Los demás relatos son igualmente inquietantes. El descubrimiento por el astrofísico Schwarzschild del agujero negro, “capaz de arrugar el espacio como un trozo de papel y extinguir el tiempo como si fuera la luz de una vela”. Heisemberg y las partículas elementales que llevaron posteriormente al planteamiento de la mecánica cuántica que “Está detrás de internet, de la supremacía de nuestros teléfonos celulares, y ofrece la promesa de un poder computacional solo comparable a la inteligencia divina. Ha transformado nuestro mundo hasta volverlo irreconocible.”

La ciencia y las guerras están estrechamente vinculadas en este sistema que ha llegado a industrializar la muerte, a convertir el conocimiento en un aparato de destrucción masiva. Historias como las que Labatut nos comparte, nos permiten observar esas articulaciones perversas que el hombre ha aprovechado para construir un mundo en el que el poder y la violencia son el engranaje que lo sostiene. Es cierto que las ciencias también han aportado a la belleza, al bienestar, al encuentro entre diversas culturas. En este caso, lo que vemos es cómo la inteligencia ha estado al servicio de un sistema que privilegia el desarrollo del aparato destructor sin respetar la vida.

La piedra de la locura, es un pequeño libro con dos apartados en el que Labatut nos conduce hacia el descubrimiento de la teoría del caos por el meteorólogo y matemático Edward Lorenz, quien por equivocación se dio cuenta que un error minúsculo podía provocar una catástrofe, el caos. En el segundo texto relaciona la pintura “La cura de la locura” de El Bosco, en la que un tulipán es extirpado de la cabeza de un paciente bajo la mirada impasible de una monja, con una historia de escritura y edición que cuestiona quién de nosotros tiene la piedra de la locura en la frente. 

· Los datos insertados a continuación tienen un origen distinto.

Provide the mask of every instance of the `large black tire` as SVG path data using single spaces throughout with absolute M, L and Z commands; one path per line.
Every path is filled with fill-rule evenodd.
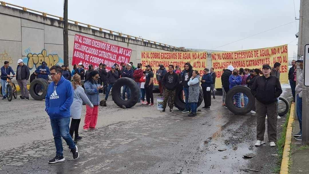
M 120 98 L 120 91 L 121 87 L 127 85 L 131 90 L 131 96 L 130 99 L 124 100 Z M 118 79 L 114 83 L 112 88 L 112 96 L 114 102 L 117 106 L 121 108 L 124 106 L 127 108 L 133 107 L 138 101 L 139 89 L 136 83 L 132 79 L 122 77 Z
M 182 111 L 186 107 L 186 102 L 182 98 L 183 95 L 182 87 L 180 86 L 176 90 L 176 94 L 175 95 L 175 101 L 174 104 L 178 109 Z M 203 102 L 203 90 L 200 88 L 200 95 L 198 96 L 198 102 L 197 102 L 197 107 L 198 107 Z
M 279 100 L 281 100 L 286 104 L 286 109 L 284 111 L 281 112 L 278 112 L 278 115 L 279 116 L 283 116 L 285 115 L 288 112 L 289 112 L 289 110 L 290 109 L 290 104 L 289 103 L 289 102 L 288 102 L 287 100 L 286 99 L 284 99 L 283 98 L 281 97 L 279 97 Z M 280 101 L 279 101 L 279 102 Z
M 36 90 L 37 85 L 40 84 L 43 87 L 43 92 L 39 95 Z M 30 95 L 36 100 L 40 100 L 45 98 L 46 94 L 47 92 L 48 87 L 48 82 L 45 79 L 41 78 L 38 78 L 33 80 L 30 83 Z
M 242 92 L 248 97 L 249 101 L 246 107 L 239 108 L 234 105 L 233 96 L 238 92 Z M 236 86 L 227 92 L 225 98 L 225 104 L 226 107 L 233 113 L 237 115 L 244 115 L 252 110 L 255 104 L 255 99 L 251 94 L 250 88 L 244 86 Z

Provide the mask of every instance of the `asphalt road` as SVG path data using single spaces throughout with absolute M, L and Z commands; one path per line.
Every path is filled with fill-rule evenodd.
M 290 91 L 285 91 L 290 99 Z M 1 100 L 0 173 L 271 172 L 277 148 L 254 146 L 255 116 L 234 115 L 216 97 L 210 110 L 193 117 L 175 108 L 173 113 L 139 104 L 122 109 L 110 97 L 107 107 L 99 107 L 97 130 L 82 132 L 84 109 L 80 158 L 73 159 L 64 141 L 66 160 L 54 164 L 47 162 L 56 150 L 44 101 Z M 278 120 L 278 137 L 285 119 Z M 250 153 L 256 156 L 243 158 Z

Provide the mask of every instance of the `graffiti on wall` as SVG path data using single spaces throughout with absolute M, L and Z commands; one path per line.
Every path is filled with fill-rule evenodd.
M 4 53 L 0 53 L 0 62 L 2 64 L 6 61 L 9 62 L 10 64 L 13 63 L 13 59 L 11 57 L 9 56 L 9 54 L 5 50 Z
M 62 61 L 61 58 L 59 57 L 58 54 L 49 54 L 48 55 L 47 52 L 45 49 L 43 49 L 40 53 L 39 54 L 28 53 L 27 55 L 27 58 L 28 62 L 27 65 L 30 70 L 34 67 L 36 69 L 42 64 L 43 61 L 45 61 L 46 65 L 50 68 L 52 66 Z

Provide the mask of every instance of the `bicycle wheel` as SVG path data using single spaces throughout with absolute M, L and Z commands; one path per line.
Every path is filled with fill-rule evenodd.
M 17 90 L 16 89 L 16 86 L 15 86 L 15 83 L 12 83 L 12 84 L 13 85 L 12 88 L 13 91 L 13 96 L 14 97 L 14 98 L 16 99 L 17 98 Z
M 12 86 L 9 83 L 6 85 L 6 98 L 9 101 L 12 101 L 13 98 L 13 93 Z

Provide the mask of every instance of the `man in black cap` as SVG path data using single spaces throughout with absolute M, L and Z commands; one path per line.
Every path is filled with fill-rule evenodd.
M 40 65 L 36 68 L 35 73 L 38 74 L 38 78 L 42 78 L 48 80 L 48 75 L 50 74 L 49 69 L 46 65 L 45 61 L 42 62 L 42 65 Z
M 271 147 L 276 146 L 277 140 L 277 116 L 278 97 L 282 93 L 279 79 L 271 75 L 271 68 L 268 64 L 263 65 L 263 75 L 257 77 L 251 88 L 251 93 L 256 98 L 256 142 L 259 146 L 265 143 L 265 118 L 267 119 L 267 134 Z
M 62 69 L 62 72 L 61 72 L 61 74 L 65 79 L 68 80 L 71 80 L 71 74 L 66 69 L 66 65 L 64 65 L 61 66 L 61 68 Z

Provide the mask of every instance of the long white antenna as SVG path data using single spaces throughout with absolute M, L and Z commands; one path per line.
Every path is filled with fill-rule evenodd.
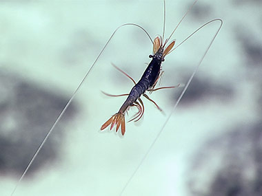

Por fortuna existen muchas formas de ver el mundo y la vida. Entre los pueblos originarios, perviven creencias y saberes que ponen en el centro la plenitud, la justicia, la dignidad. El saber se concibe como una manera de conseguir el bienestar colectivo, no como un arma para la dominación. Esta es la mirada que subyace a propuestas emancipatorias basadas en el cuidado y el apoyo mutuo. La ciencia al servicio del bien común es un horizonte de esperanza. Ojalá podamos traer aquí en otra entrega esos cosmocimientos otros.